Безусловно, штурман был прав. Но отправляться в студеную глухомань могли не все. У Лемана распухли помороженные ступни. Грессер понимал, что ночевки в снегу ему уже не по возрасту. В конце концов решили разбиться на две группы. Миклашевский, Любимов, Ильютович, Демидов и Твердоземов уходят за кордон и там готовят выручку тем, кто остается пока в скиту: Леману и Грессеру. Им оставили по револьверу.
В последнюю минуту, когда группа Миклашевского уже готова была тронуться в путь, лейтенант Демидов, поймав прощальный взгляд Николая Михайловича, снял мешок с провизией, отдал его Твердоземову:
– Господа, я остаюсь. Должен же кто-то охранять командира.

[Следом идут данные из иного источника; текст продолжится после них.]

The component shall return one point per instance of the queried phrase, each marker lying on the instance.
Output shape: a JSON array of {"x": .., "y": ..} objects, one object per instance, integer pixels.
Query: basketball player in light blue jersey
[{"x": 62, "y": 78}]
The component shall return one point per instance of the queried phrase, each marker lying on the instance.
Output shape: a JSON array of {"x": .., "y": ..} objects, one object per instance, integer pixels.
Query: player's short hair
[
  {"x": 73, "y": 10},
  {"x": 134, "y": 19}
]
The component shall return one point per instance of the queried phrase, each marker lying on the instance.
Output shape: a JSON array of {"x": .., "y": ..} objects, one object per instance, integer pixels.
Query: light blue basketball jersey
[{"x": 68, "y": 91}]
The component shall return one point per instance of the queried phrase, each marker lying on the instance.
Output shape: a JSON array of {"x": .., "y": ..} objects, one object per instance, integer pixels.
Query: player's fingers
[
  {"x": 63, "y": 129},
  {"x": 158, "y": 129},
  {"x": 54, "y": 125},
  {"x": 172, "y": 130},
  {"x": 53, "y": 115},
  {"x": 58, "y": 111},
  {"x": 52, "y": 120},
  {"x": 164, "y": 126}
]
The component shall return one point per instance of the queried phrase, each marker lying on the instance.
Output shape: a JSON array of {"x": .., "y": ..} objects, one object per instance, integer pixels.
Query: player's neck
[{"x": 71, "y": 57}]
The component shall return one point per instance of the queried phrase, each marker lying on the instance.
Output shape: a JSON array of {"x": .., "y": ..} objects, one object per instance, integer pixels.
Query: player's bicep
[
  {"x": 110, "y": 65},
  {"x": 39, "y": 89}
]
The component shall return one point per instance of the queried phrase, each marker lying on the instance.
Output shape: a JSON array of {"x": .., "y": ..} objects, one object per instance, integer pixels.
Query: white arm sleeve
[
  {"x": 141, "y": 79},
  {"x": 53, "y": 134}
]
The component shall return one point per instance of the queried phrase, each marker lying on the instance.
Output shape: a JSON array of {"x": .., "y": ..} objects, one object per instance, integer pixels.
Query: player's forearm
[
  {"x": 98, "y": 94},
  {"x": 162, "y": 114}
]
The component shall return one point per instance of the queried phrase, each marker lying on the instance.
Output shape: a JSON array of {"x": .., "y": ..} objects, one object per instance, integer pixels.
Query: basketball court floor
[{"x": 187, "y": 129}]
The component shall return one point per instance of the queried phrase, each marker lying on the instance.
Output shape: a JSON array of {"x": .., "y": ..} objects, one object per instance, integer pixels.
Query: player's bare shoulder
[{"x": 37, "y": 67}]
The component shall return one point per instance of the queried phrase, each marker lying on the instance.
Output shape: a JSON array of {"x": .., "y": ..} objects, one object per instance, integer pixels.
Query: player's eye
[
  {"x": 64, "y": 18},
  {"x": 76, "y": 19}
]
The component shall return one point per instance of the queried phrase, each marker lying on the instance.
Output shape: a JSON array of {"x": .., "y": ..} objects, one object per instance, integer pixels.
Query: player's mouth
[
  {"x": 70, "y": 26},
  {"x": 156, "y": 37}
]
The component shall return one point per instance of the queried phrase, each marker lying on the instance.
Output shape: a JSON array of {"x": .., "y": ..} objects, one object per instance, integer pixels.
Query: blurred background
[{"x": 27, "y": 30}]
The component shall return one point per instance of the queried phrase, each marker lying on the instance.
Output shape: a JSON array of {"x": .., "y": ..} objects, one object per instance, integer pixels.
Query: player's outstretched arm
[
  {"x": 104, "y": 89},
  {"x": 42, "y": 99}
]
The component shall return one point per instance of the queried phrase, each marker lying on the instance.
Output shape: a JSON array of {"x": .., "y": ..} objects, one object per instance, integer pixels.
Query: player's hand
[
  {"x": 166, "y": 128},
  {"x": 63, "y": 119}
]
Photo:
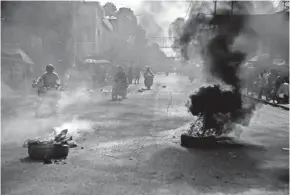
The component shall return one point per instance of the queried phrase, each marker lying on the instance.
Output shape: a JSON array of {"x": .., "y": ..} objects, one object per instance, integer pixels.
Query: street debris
[
  {"x": 141, "y": 90},
  {"x": 54, "y": 138}
]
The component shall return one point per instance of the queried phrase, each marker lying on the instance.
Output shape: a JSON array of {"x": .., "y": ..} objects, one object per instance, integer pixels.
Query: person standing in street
[
  {"x": 130, "y": 75},
  {"x": 283, "y": 92},
  {"x": 137, "y": 75},
  {"x": 277, "y": 84},
  {"x": 261, "y": 85}
]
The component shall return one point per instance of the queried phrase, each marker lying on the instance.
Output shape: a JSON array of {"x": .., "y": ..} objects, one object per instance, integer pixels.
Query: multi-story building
[{"x": 92, "y": 30}]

Возражать ему никто не стал. Старец благословил лыжников.
Так они и остались втроем – Леман, Грессер и Демидов, не считая игумена.
На следующее утро отец Феофилакт вынес им охапку старых подрясников и прочего монашеского платья:
– Облачайтесь! Не ровен час, нагрянут ваши недруги… За братию сойдете. Ишь, как бородами обросли.
Посовещавшись, офицеры спрятали шинели, кители и кортики на чердаке баньки и переоделись в черное монашеское платье.
– Вы хоть крещеные? – спросил игумен, оглядывая новую братию.
– Православные, – ответил за всех Грессер, зная, что обрусевший Леман такой же немец, как и он – швед. Во всяком случае, в Морском корпусе, в храме Павла Исповедника на молебнах всегда стояли рядом.
Март тысяча девятьсот двадцатого года выдался в здешних местах лютый. На третий день после ухода группы Миклашевского на озере запуржило. С неделю почти безвылазно сидели насельники в кельях, выбираясь ненадолго разве что за водой да дровами. Отсыпались за все бессонные ночи вахт, дежурств и тревог. Ходили с игуменом в часовню и молились за ушедших в безвестье путников, за тех, кто еще бился на белых фронтах и кораблях под Андреевским флагом, молились за свои заскорузлые души и поруганную Россию…
В келье брата Георгия Леман обнаружил краски, кисти и загрунтованные под будущие иконы доски. Неплохой рисовальщик, он скрашивал зимние вечера тем, что копировал образа. И заслужил похвалу отца Феофилакта:
– Вот ведь вас как Господь сподобил! – покачивал седой головой игумен. – Вам бы иконы писать, а не с оружием ходить…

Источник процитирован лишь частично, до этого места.